Car nous ne sommes pas très différents de Treadwell. Son histrionisme fait loupe, et sa fragilité mentale révèle des failles plus collectives. Cette fragilité parle d’un rapport en grand péril, le rapport au prochain, – ce prochain avec lequel nous ne savons plus entrer en communion et sans lequel nous ne pouvons pas communier. Elle parle de l’isolement et de l’indifférenciation insensés auquel les hommes se réduisent dans leur désir d’être eux-mêmes, dans leur projet d’être différents, uniques, originaux. Elle nous parle aussi de ce qui arrive aux hommes quand ils oublient qu’ils sont les héritiers du péché d’Adam et que la nature n’est plus l’Eden que ce péché a souillé. On peut avoir la nostalgie du Paradis Terrestre ; vouloir y revenir contient un châtiment. A mesure que les hommes détruisent leur environnement, à mesure qu’ils perdent contact avec la réalité, ils inventent de toutes pièces une nature illusoire, purement fantasmatique. Ils falsifient le réel, ne pouvant supporter ce qu’ils en font. La maladie dont Treadwell est le nom se répand parmi nous sous la forme d’une idolâtrie générant ses propres mythes. Cette mythification rejette d’un côté le monde humain comme nuisible en soi, sacralise de l’autre le monde sauvage, vu comme un territoire idyllique que le moindre contact avec la civilisation serait destiné à corrompre. Si l’histoire de Timothy Treadwell n’est pas complètement absurde, si elle signifie quoi que ce soit, c’est bien la confusion désastreuse et le besoin de se mystifier qui fleurissent sur la décomposition des sociétés occidentales.
On ne comprend rien au bric-à-brac qui encombre le cerveau des prêtres de la Terre-Mère si l’on n’identifie pas l’inversion qui en est le noyau central. Les nouveaux imams écologiques comptent parmi les grands faux-prophètes de notre temps. S’auto-investissant d’une mission de sauvetage, ils partent en guerre contre les hommes en prêchant le Coran de la verdure ; ce faisant, ils attribuent à la nature une sagesse dont elle est naturellement dépourvue. Le monde sauvage n’a aucune philosophie en soi, hormis la sauvagerie : la nature est la nature, et c’est tout. En tant que telle, elle ne peut inspirer aucun culte, parce qu’elle n’a aucune morale, ne professe aucun respect, ne fonde aucune pitié. Son harmonie première ayant été brisée, elle fonctionne sur la destruction implacable du faible par le fort. En sanctifiant son perpétuel et brutal holocauste, en prenant la loi de la jungle pour la loi divine, les amoureux des bêtes rejoignent ce qu’ils croient fuir, à savoir les aspects les plus meurtriers de la culture humaine.

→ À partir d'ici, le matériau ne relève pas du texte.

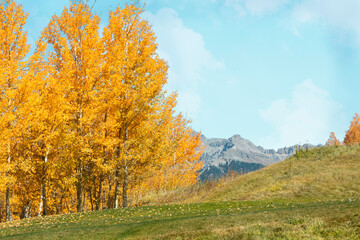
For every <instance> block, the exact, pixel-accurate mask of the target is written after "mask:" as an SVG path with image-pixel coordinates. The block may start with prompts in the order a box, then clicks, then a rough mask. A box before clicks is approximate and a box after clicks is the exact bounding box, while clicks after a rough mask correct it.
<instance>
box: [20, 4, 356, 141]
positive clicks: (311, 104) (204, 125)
mask: <svg viewBox="0 0 360 240" xmlns="http://www.w3.org/2000/svg"><path fill="white" fill-rule="evenodd" d="M17 2H19V3H21V4H22V5H23V6H24V8H25V11H27V12H28V13H29V18H28V24H27V26H26V29H27V31H28V33H29V40H30V42H34V41H35V40H36V39H37V38H38V36H39V35H40V32H41V30H42V29H43V28H44V27H45V26H46V25H47V23H48V21H49V19H50V17H51V16H52V15H53V14H54V13H58V14H59V13H61V11H62V9H63V7H64V6H66V5H68V1H67V0H57V1H49V0H32V1H30V0H19V1H17ZM90 2H93V1H90ZM119 2H123V1H118V0H97V1H96V2H95V4H94V10H95V11H96V12H98V14H99V15H100V16H101V18H102V20H103V21H102V25H105V24H106V18H107V13H108V12H109V11H110V10H114V9H115V7H116V6H117V5H118V4H119ZM144 18H145V19H147V20H149V21H150V23H151V24H152V26H153V30H154V31H155V33H156V35H157V37H158V39H157V40H158V44H159V47H158V52H159V54H160V56H161V57H163V58H165V59H166V60H167V61H168V63H169V66H170V69H169V82H168V84H167V86H166V89H167V90H169V91H178V93H179V99H178V100H179V106H178V110H179V111H182V112H184V113H185V114H186V116H188V117H189V118H191V119H192V120H193V122H192V127H193V128H194V129H195V130H197V131H201V132H202V133H203V134H205V135H206V136H207V137H221V138H229V137H231V136H232V135H234V134H240V135H241V136H243V137H245V138H247V139H249V140H251V141H253V142H254V143H255V144H256V145H261V146H264V147H267V148H278V147H284V146H289V145H293V144H298V143H307V142H309V143H313V144H318V143H322V144H324V143H325V141H326V140H327V138H328V136H329V133H330V131H334V132H335V134H336V135H337V136H338V137H339V138H340V139H341V140H342V139H343V137H344V135H345V131H346V129H347V128H348V126H349V122H350V121H351V118H352V116H353V115H354V114H355V112H359V107H360V101H358V100H357V97H358V93H359V90H360V81H359V80H360V79H359V77H360V24H359V22H360V1H358V0H343V1H338V0H222V1H221V0H178V1H173V0H148V1H147V4H146V12H145V14H144Z"/></svg>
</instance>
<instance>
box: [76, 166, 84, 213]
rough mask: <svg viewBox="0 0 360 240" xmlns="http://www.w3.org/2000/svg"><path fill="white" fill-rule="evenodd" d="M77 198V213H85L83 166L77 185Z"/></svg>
mask: <svg viewBox="0 0 360 240" xmlns="http://www.w3.org/2000/svg"><path fill="white" fill-rule="evenodd" d="M76 196H77V205H76V209H77V212H82V211H83V179H82V166H80V168H79V178H78V182H77V184H76Z"/></svg>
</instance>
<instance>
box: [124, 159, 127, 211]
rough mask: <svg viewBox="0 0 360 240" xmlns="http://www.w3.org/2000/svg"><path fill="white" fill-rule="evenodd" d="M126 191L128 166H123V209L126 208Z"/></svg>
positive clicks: (126, 199)
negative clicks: (123, 168) (123, 179)
mask: <svg viewBox="0 0 360 240" xmlns="http://www.w3.org/2000/svg"><path fill="white" fill-rule="evenodd" d="M127 189H128V166H127V165H125V168H124V182H123V207H124V208H126V207H127V206H128V198H127Z"/></svg>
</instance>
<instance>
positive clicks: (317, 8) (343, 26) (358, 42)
mask: <svg viewBox="0 0 360 240" xmlns="http://www.w3.org/2000/svg"><path fill="white" fill-rule="evenodd" d="M293 15H294V17H295V19H296V20H298V21H301V22H311V21H315V20H321V21H323V22H324V23H326V24H328V25H330V26H332V27H334V28H335V29H336V30H339V31H341V33H347V34H350V35H352V34H355V35H356V41H357V42H358V43H360V25H359V22H360V1H359V0H342V1H339V0H304V1H303V2H302V3H300V4H299V5H297V6H296V7H295V9H294V14H293Z"/></svg>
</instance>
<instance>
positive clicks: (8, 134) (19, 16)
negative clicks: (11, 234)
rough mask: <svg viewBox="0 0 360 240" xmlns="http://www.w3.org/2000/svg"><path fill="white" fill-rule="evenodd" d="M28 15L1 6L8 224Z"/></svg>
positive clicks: (26, 41) (2, 122)
mask: <svg viewBox="0 0 360 240" xmlns="http://www.w3.org/2000/svg"><path fill="white" fill-rule="evenodd" d="M26 19H27V14H26V13H25V12H24V10H23V8H22V6H21V5H19V4H17V3H15V2H14V1H12V0H6V1H2V2H1V3H0V92H1V96H0V113H1V122H0V130H1V139H0V144H1V159H0V161H1V163H0V164H1V165H3V168H2V169H4V170H5V171H3V172H2V173H1V175H2V176H1V178H2V179H4V180H5V181H6V221H11V220H12V213H11V206H10V198H11V194H12V193H11V186H12V179H11V176H10V172H11V169H12V168H13V164H14V161H15V160H14V159H13V155H14V147H15V145H16V138H17V135H18V134H19V132H18V128H17V119H18V117H19V116H18V115H17V111H18V109H19V107H20V105H21V103H22V102H21V100H22V99H21V95H18V90H17V87H18V85H19V83H20V82H21V79H22V78H23V77H24V74H25V72H26V71H25V67H26V61H25V57H26V54H27V53H28V52H29V49H30V47H29V45H28V44H27V34H26V32H25V31H24V30H23V27H24V25H25V23H26Z"/></svg>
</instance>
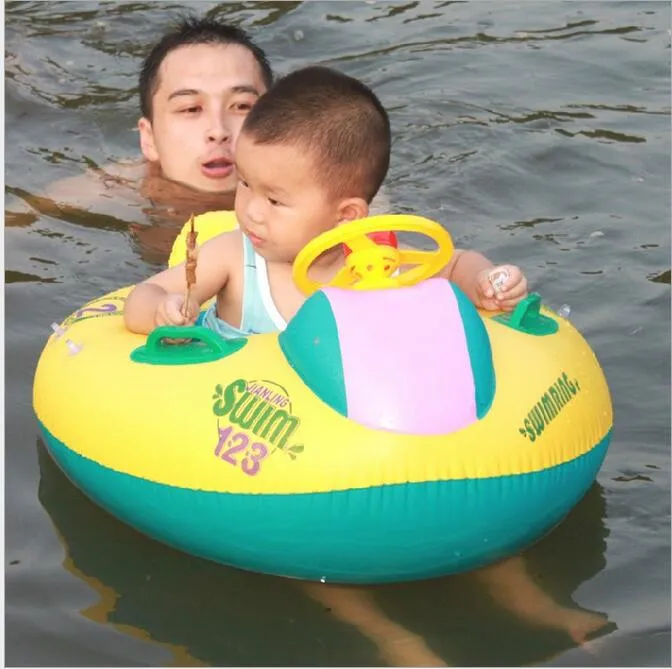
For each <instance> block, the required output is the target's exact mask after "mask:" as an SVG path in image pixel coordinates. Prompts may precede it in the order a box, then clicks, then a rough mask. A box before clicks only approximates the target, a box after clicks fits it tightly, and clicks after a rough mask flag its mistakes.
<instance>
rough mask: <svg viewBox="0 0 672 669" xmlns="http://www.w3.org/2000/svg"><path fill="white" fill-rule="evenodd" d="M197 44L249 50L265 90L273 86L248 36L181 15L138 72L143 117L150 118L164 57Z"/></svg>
mask: <svg viewBox="0 0 672 669" xmlns="http://www.w3.org/2000/svg"><path fill="white" fill-rule="evenodd" d="M197 44H212V45H220V44H221V45H224V46H226V45H228V44H239V45H240V46H243V47H245V48H246V49H248V50H249V51H250V53H251V54H252V55H253V56H254V59H255V60H256V61H257V64H258V65H259V69H260V71H261V76H262V79H263V80H264V83H265V84H266V87H267V88H268V87H270V85H271V84H272V83H273V70H272V69H271V65H270V63H269V62H268V58H267V57H266V53H265V52H264V50H263V49H262V48H261V47H259V46H257V45H256V44H255V43H254V42H253V41H252V39H251V38H250V36H249V35H248V34H247V33H246V32H245V31H244V30H243V29H242V28H238V27H236V26H232V25H229V24H227V23H223V22H221V21H218V20H217V19H213V18H207V17H204V18H198V17H195V16H183V17H182V18H180V19H179V20H178V22H177V23H176V24H175V26H174V28H173V29H172V30H171V31H170V32H168V33H166V34H165V35H164V36H163V37H162V38H161V39H160V40H159V41H158V42H157V43H156V44H155V45H154V46H153V47H152V50H151V51H150V52H149V54H148V55H147V57H146V58H145V60H144V61H143V63H142V67H141V69H140V110H141V112H142V115H143V116H144V117H145V118H148V119H150V120H151V119H152V99H153V97H154V94H155V93H156V91H157V89H158V87H159V68H160V67H161V63H163V61H164V59H165V57H166V56H167V55H168V54H169V53H171V52H172V51H174V50H175V49H179V48H180V47H183V46H193V45H197Z"/></svg>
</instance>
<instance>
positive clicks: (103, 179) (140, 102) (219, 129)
mask: <svg viewBox="0 0 672 669" xmlns="http://www.w3.org/2000/svg"><path fill="white" fill-rule="evenodd" d="M272 80H273V73H272V70H271V67H270V65H269V63H268V60H267V58H266V55H265V53H264V52H263V51H262V50H261V49H260V48H259V47H258V46H257V45H256V44H254V43H253V42H252V41H251V40H250V38H249V37H248V36H247V34H246V33H245V32H244V31H243V30H241V29H239V28H236V27H234V26H230V25H226V24H223V23H220V22H218V21H216V20H211V19H207V18H206V19H196V18H186V19H183V20H182V21H180V23H179V24H178V25H177V26H176V27H175V28H174V29H173V30H172V31H171V32H169V33H167V34H166V35H164V36H163V37H162V38H161V39H160V40H159V41H158V42H157V43H156V44H155V45H154V47H153V48H152V50H151V51H150V52H149V54H148V56H147V57H146V59H145V60H144V62H143V65H142V68H141V72H140V82H139V83H140V85H139V95H140V107H141V112H142V117H141V118H140V120H139V122H138V130H139V136H140V148H141V151H142V155H143V157H144V160H143V161H141V162H131V163H124V164H119V163H117V164H111V165H107V166H105V168H103V169H97V170H90V171H88V172H87V173H86V174H85V175H83V176H77V177H72V178H69V179H64V180H61V181H58V182H56V183H54V184H52V185H51V186H50V187H49V188H48V189H47V192H46V196H47V197H46V198H34V200H33V201H32V202H31V204H32V205H33V206H35V207H36V208H37V209H38V210H40V211H42V212H43V213H50V211H53V208H54V207H55V206H56V207H58V208H59V209H61V210H63V209H65V213H66V215H67V210H68V209H70V208H73V207H74V208H77V209H87V210H89V211H91V212H92V213H106V214H108V215H116V216H118V215H119V212H120V211H121V210H122V209H123V208H124V207H127V208H129V210H132V211H131V216H132V217H133V218H135V219H136V220H137V210H138V208H141V210H142V212H143V213H144V214H145V215H146V216H147V217H148V218H150V220H151V221H152V223H153V224H152V225H151V226H148V225H147V223H145V222H142V223H140V222H137V223H136V222H135V221H134V223H132V224H131V229H132V231H133V232H134V234H135V236H136V237H137V238H138V241H139V242H140V246H141V253H142V255H143V256H144V257H145V259H146V260H149V261H150V262H157V263H162V262H165V260H166V257H167V254H168V251H169V250H170V247H171V245H172V243H173V240H174V238H175V236H176V232H177V231H178V230H179V227H178V224H180V225H181V224H182V223H184V221H185V220H186V219H187V218H188V217H189V216H190V215H191V214H192V213H194V214H199V213H203V212H205V211H212V210H217V209H232V208H233V196H234V192H235V186H236V173H235V166H234V164H233V153H234V151H235V144H236V139H237V138H238V133H239V132H240V128H241V125H242V123H243V120H244V119H245V116H246V115H247V112H248V111H249V110H250V109H251V108H252V106H253V105H254V103H255V102H256V100H257V99H258V98H259V96H261V95H263V94H264V93H265V92H266V90H267V88H268V87H269V86H270V84H271V82H272ZM113 212H114V213H113Z"/></svg>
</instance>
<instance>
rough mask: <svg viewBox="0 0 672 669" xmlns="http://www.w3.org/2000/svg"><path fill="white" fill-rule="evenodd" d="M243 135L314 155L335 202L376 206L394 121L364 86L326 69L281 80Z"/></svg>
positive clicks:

L’histoire de Treadwell est l’histoire du spectacle médiatique dédoublant l’inextricable intrication d’illusions, de mensonges et d’erreurs dont nous nous berçons nous-mêmes. Et la morale de l’histoire, c’est que le monde ne sera pas colonisé par le faux sans conséquences. Plus on fuit la Vérité, plus elle se rapproche. Plus on s’en affranchira, plus le retour de bâton sera terrible. La négation de notre propre violence déchaîne une barbarie infinie. Tel est le paradoxe ultime du syndrome treadwellien. Frère Treadwell, drôle humain, tu fus des nôtres. Là où se trouve aujourd’hui ton âme, elle sait qu’il y a quelque chose de cruellement cocasse dans le destin de l’humanité. Qu’elle le déplore ou qu’elle en rie, elle ne pèche plus.